National Tsing Hua University Presenter : Chih-Tsun Huang
Title : Fast DNN-based Mechatronics Prototyping Platform on on Robotic Arm Control
Abstract
In industrial applications, a robotic controller requires a low-latency computation process for real-time constraints. In the meantime, more controllers are designed with DNN-based reinforcement learning, which needs increasing computation power. In this demo, we developed a fast prototyping infrastructure in AI-based mechatronics. Our software/hardware co-optimization incorporates a cyber-physical system (CPS), a host computer, and a DNN-based accelerator on an FPGA. The holistic accelerator is built upon the ESP SoC (System-on-Chip) platform with the high-level synthesis (HLS) technique and an improved interface. Our demonstration on an intelligent robotic arm showcases 101 times speedup over a CPU-based software implementation.

 

Inha University Presenter : Chae Eun Rhee
Title : Memory-Efficient Hardware Design for a Real-Time Convolutional Encoder-Decoder Network
Abstract
This work presents a FPGA-based convolutional-neural-network (CNN)-based encoder-decoder accelerator for interpolation of high-resolution images. The baseline model is DVF. The proposed system is demonstrated on Virtex UltraScale+ HBM VCU128 evaluation kit. The performance of the proposed hardware is 1.4 TOPS with the operating clock frequency of 200MHz at 75% PE utilization. (42 GOPS×31) =1331 GOPS required for interpolating 2K@30fps videos to 60fps is sufficiently satisfied.

 

Yale University Presenter : Abhishek Moitra
Title : Demo Demonstration Proposal for RoEdge: When Adversarial Robustness meets the Edge
Abstract
Recently, adversarial attacks have been shown to fool deep learning models causing a serious degradation in their reliability. However, little has been studied about the repercussions of adversarial attacks in edge systems. In this work, we show that adversarial attacks also decrease the energy-efficiency of edge systems by increasing the amount of non-useful work expended in the transmission and processing of adversarial data that are ultimately misclassified by the classifier.
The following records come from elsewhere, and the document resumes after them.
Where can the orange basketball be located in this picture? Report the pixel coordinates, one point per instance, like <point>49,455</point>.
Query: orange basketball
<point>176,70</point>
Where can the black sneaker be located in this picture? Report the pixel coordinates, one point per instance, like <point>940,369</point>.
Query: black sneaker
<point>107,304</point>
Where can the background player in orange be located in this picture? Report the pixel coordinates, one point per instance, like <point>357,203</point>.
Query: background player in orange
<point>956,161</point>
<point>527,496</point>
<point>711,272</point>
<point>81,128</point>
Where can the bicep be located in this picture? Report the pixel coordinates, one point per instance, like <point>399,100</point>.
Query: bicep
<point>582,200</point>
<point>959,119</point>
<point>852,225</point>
We propose to integrate a standalone detector at the edge that is capable of detecting and blocking transmission of adversarial samples to the classifier model. This increases the robustness and energy-efficiency of the system because of low data transmission and processing. Our adversarial detector has low resource overheads and is classifier model agnostic. Being classifier model agnostic, the detector can be deployed in a standalone manner to defend against adversarial attacks for a wide range of classifier models whose information is unknown. To validate our methodology, we implement the adversarial detector on a Raspberry Pi 4 platform. We report the ROC-AUC score, Error and Accuracy for a wide range of gradient, decision and score-based adversarial attacks across CIFAR10, CIFAR100 and TinyImagenet datasets. Our detector achieves a ROC-AUC score > 0.9, while improving the energy efficiency of the edge system by ~25%.

 

Ajou University Presenter : Doyoung Kim
Title : Efficient Deep Learning Algorithm for Alzheimer’s Disease Diagnosis using Retinal Images
Abstract
This live demonstration presents Alzheimer’s Disease (AD) detection using deep learning based smartphone application. The deep learning model is based on MobileNetV3 as a backbone, and an Attention mechanism is applied. However, we modified the backbone structure into U-Net-like architecture to perform better. Furthermore, we modified the conventional Attention mechanism to the Weighted Attention mechanism. The masking-adding process has been applied in the training method of the model.